With its leagues structure, PFL has a different format to UFC and has made clear its intention to become the “Champions League of MMA.”

“I think product differentiation is really important to consumers, they want to see different things and they want to be engaged in different ways,” Townsend said. “The pathways format that the PFL are investing in and rolling out around the world, they’ve shown it with PFL Europe, it’s been enormously successful in its first year. We’re launching PFL MENA this year with four events, which are going to be fantastic for the MMA community in the MENA region, and specifically to those in the Kingdom that have aspirations to fight at the highest level. I think you need pathways, and the PFL and Bellator have committed to (these) pathways, and we’re really excited to be a key partner in that.”

PFL already has two Saudi fighters on its books in Abdullah Al-Qahtani and Mostafa Rashed Neda, and the target is to develop more local talent in the coming years.

“I think the plan is really twofold,” Townsend said. “It’s to bring world class in MMA to the Kingdom to inspire young Saudis to participate and learn the craft. I think that’s the first thing you need to participate in. And then you need big development, and the PFL MENA League provides that elite pathway. And in between that, over time, we’ll make other announcements around the commitment to the development pathway in the Kingdom with other stakeholders who are already here in the Ministry of Sport, MMA Federation. So it’s certainly a joint effort. We’ll play our part, but we do that in partnership with other stakeholders.”

Townsend was also delighted at last month’s unveiling of Hattan Alsaif as the first female Saudi fighter to join PFL.

“It’s fantastic, we’re really excited about that announcement,” he said. “It’s about inspiring young females to take up combat sport. At the end of the day, the disciplines within MMA are extremely popular all over the world with females. So we want to make sure that Saudi females have that same opportunity and get inspired by the best of the best. And we’re really excited about that happening in the PFL.”

Townsend was keen to point out that many of these recent landmarks are a result of a Saudi sports ecosystem that already existed.
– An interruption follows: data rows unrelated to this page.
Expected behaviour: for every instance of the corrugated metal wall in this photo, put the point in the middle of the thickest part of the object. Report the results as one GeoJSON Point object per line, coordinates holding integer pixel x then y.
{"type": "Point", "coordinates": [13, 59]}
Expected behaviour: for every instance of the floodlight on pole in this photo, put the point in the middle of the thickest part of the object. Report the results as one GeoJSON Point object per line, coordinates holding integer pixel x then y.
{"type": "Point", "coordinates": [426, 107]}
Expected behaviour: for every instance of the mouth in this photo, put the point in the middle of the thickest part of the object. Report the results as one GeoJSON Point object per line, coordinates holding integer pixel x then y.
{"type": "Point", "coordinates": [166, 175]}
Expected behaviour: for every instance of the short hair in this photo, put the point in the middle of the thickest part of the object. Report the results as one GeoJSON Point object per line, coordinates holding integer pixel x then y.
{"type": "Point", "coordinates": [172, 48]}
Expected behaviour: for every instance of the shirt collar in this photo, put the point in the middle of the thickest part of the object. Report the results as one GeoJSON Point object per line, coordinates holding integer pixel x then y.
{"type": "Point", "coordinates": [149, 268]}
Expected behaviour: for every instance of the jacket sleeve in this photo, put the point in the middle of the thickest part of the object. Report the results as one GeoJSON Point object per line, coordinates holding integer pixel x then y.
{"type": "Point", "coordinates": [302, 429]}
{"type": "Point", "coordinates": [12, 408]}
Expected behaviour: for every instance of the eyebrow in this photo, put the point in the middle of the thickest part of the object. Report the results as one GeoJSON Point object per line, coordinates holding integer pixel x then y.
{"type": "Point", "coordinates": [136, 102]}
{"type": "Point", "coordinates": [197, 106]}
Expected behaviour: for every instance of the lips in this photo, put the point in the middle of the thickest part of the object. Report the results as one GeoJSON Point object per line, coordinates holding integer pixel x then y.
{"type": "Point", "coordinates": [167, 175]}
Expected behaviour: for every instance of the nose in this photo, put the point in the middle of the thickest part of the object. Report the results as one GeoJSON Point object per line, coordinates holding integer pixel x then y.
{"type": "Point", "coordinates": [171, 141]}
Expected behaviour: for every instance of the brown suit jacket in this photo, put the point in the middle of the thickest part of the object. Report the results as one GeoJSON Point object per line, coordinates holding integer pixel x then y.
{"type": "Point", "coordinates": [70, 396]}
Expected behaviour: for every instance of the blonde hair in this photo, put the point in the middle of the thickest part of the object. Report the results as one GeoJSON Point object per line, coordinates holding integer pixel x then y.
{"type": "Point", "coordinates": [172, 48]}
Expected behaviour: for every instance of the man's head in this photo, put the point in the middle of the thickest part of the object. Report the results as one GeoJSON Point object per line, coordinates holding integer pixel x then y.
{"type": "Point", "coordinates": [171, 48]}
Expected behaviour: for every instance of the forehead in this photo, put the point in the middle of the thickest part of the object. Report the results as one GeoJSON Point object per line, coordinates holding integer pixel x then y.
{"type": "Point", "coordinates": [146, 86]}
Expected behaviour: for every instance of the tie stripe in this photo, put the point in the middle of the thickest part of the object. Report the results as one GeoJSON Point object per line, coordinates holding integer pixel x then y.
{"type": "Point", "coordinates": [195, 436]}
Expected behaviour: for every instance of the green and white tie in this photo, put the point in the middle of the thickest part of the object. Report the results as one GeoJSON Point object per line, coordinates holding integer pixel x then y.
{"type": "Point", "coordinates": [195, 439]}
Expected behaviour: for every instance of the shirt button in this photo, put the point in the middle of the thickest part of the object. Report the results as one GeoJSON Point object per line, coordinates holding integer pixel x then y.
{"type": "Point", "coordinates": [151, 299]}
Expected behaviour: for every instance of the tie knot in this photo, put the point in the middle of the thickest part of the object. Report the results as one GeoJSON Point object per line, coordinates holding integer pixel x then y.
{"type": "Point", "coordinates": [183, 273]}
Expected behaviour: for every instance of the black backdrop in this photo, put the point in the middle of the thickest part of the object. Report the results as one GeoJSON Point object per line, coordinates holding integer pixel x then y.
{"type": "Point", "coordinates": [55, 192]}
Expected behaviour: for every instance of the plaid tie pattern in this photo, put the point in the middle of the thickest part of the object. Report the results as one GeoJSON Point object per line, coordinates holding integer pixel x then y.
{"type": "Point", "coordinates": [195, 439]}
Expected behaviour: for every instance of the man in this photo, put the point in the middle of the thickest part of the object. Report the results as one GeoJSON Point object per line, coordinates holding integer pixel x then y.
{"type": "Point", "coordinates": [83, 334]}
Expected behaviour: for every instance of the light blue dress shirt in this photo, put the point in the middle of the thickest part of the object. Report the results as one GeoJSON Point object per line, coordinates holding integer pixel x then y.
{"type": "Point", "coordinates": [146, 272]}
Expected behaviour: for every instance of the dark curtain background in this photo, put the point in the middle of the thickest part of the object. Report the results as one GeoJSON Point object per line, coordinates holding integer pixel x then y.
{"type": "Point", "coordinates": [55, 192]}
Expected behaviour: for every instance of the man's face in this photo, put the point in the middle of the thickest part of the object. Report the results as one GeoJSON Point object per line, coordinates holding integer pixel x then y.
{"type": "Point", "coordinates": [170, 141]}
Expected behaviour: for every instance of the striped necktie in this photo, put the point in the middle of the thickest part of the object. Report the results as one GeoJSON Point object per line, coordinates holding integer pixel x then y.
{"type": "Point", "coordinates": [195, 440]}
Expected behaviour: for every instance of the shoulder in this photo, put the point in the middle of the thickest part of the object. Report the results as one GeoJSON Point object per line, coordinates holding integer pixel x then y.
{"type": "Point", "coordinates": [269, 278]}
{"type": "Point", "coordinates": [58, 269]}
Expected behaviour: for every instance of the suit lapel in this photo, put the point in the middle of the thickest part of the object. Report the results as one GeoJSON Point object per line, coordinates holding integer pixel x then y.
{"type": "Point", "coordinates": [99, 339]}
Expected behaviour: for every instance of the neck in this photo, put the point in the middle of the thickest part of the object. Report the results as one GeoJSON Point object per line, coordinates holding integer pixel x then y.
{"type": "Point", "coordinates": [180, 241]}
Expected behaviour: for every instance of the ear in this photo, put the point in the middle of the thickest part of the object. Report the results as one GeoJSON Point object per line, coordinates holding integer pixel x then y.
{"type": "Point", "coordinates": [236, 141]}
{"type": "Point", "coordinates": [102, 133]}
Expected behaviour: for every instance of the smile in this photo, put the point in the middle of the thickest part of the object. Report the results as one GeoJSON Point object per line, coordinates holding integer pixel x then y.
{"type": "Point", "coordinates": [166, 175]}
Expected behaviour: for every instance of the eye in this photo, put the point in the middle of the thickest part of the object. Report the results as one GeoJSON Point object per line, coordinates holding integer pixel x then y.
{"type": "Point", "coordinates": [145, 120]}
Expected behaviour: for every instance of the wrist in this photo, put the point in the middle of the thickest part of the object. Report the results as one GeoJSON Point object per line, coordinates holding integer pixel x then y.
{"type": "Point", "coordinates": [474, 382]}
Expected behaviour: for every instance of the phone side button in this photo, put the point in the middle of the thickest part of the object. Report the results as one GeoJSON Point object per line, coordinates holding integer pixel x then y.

“Saudi sports culture has been there for many, many years, this is not new,” he said. “Our job is to accelerate the growth of the sector, working with the PIF, with the really important key stakeholders in the Saudi sports ecosystem. That’s the Ministry of Sport, obviously, playing a really critical role, and the General Entertainment Authority. Then bringing fantastic events to the Kingdom, for the Riyadh Seasons and the like. So we really need to rely on working together to ensure that we continue to bring world-class sporting events to the Kingdom to inspire young Saudis to continue to be interested and engaged in participating in sport.”

Ultimately, Saudi Arabia is aiming to develop individuals and teams that can compete for titles at the highest level of international sports, and not just be content to take part.

“The Saudi Arabian football team demonstrated that they’re not a long way away from the top of world football, having performed very well in the World Cup,” Townsend said.

“We’re not trying to create something new, we’re building on some really strong foundations that the Ministry (of Sport) and the federations have been working on and investing in for many, many years.

“I think domestic performance is really, really important, driving engagement with Saudis with domestic sports assets is key,” he said. “Developing elite talent, whether it be in team sports or individual sports, and seeing more Saudis deliver on the world stage, whether that be with medals or just really credible performances in what are extremely competitive global sports. So I think all those component parts are there, I think that our roles as stakeholders and contributors to the industry is to accelerate that growth. And that’s what we’re looking to do through international investments and the localization of those investments.”